Zuallererst möchte ich erwähnen, dass ich die Idee, Passion und Hingabe eine verbesserte und erweiterte Version eines Commander Keen-Spiels zu veröffentlichen, durchaus zu schätzen weiß. Ich freue mich darüber, dass sich auch so viele Jahre nach dem Release noch eine Fangemeinschaft darum kümmert, dass die Spielereihe rund um Billy Blaze nicht in Vergessenheit gerät und Neuerungen erfährt – natürlich aus Lizenzgründen im Rahmen der gegebenen Möglichkeiten. Aber auch wenn ein paar Neuerungen und Verbesserungen Einzug in die Definitive Edition gefunden haben, reicht es nicht aus, um über die veraltete Grafik, die schlechte, uninspirierte und unübersichtliche Levelstruktur und die kurze Spieldauer des Originals hinwegzutäuschen. Klar, die neuen Level sind eine erfreuliche Ergänzung, allerdings sind sie von der Qualität und der Länge eher ebenso unterirdisch wie der einstige Prototyp selbst. Für mich leider die größte Enttäuschung an dem Gesamtpaket. Denn auch wenn Sebastian Küpper und sein Team nur die vorhandenen Assetts aus dem Quellcode verwenden durften, wäre da sicherlich mehr drin gewesen. Eine verpasste Chance, um der Keen-Fangemeinde nach so vielen Jahren mehr interessantes Futter zu bieten – Schade!

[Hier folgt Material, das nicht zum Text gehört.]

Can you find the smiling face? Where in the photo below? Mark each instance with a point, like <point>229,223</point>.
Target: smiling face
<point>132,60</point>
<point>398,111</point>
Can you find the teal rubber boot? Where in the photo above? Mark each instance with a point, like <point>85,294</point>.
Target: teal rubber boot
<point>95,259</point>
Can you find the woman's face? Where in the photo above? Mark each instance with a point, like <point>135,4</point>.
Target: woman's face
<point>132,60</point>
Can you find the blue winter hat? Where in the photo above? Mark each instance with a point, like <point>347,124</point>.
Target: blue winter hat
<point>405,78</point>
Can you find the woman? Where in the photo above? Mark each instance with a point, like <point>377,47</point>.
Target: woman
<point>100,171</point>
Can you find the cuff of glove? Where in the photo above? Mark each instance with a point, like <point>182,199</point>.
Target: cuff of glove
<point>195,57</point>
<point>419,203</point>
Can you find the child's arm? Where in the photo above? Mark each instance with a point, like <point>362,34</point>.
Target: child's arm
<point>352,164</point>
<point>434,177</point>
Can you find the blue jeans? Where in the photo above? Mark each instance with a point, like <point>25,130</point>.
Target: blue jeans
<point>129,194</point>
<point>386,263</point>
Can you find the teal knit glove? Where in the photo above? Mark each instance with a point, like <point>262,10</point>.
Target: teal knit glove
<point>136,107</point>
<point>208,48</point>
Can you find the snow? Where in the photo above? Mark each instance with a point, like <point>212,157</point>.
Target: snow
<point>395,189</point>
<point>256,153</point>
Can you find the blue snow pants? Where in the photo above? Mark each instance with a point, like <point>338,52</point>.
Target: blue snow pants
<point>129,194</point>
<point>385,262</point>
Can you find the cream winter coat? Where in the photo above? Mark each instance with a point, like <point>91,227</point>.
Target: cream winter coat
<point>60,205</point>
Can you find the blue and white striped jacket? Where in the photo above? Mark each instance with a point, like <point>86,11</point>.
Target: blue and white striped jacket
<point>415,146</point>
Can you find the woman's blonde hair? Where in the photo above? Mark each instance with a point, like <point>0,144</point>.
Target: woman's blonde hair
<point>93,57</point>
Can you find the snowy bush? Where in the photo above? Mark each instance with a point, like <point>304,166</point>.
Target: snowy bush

Die weiteren Anpassungen am Grundgerüst des Spiels lassen es zusätzlich leider noch unfertiger wirken als das Original von damals. Doch für wen ist das Spiel und insbesondere die Definitive Edition denn nun geeignet? Für alle, die damals das Original gespielt haben und sich an den nostalgischen Erinnerungen und Gefühlen der damaligen Zeit laben wollen? Für alle diejenigen, die gerne einen kurzweiligen Platformer in Pixel-Optik spielen wollen und Interesse an dem Franchise haben, aus dem der Dope-Fish stammt? Leider muss ich gestehen, für keine der beiden Fraktionen und auch für keine andere möglicherweise Vorhandene. Für Erstere sind die Veränderungen zu einschneidend, um das „Ach, wie schön das kenne ich noch von damals“-Gefühl wieder aufflammen zu lassen und für Letztere ebenso wenig, denn für diese ist und bleibt es nur ein unfertiges, viel zu kurzes und unansehnliches Spiel, welches heutzutage niemand mehr braucht. Für alle, die dennoch Interesse an dem Spiel haben sollten, empfehle ich, lieber zu der Original-Portierung auf der Nintendo Switch zu greifen. Diese kostet auch nur etwas mehr als ein Drittel von der preislich etwas zu hoch gegriffenen Definitive Edition und spielt sich ebenso gut (bzw. schlecht).
Mein persönliches Highlight: Eine Erweiterung für ein so altes Spiel wie Commander Keen? – Eigentlich eine coole Idee!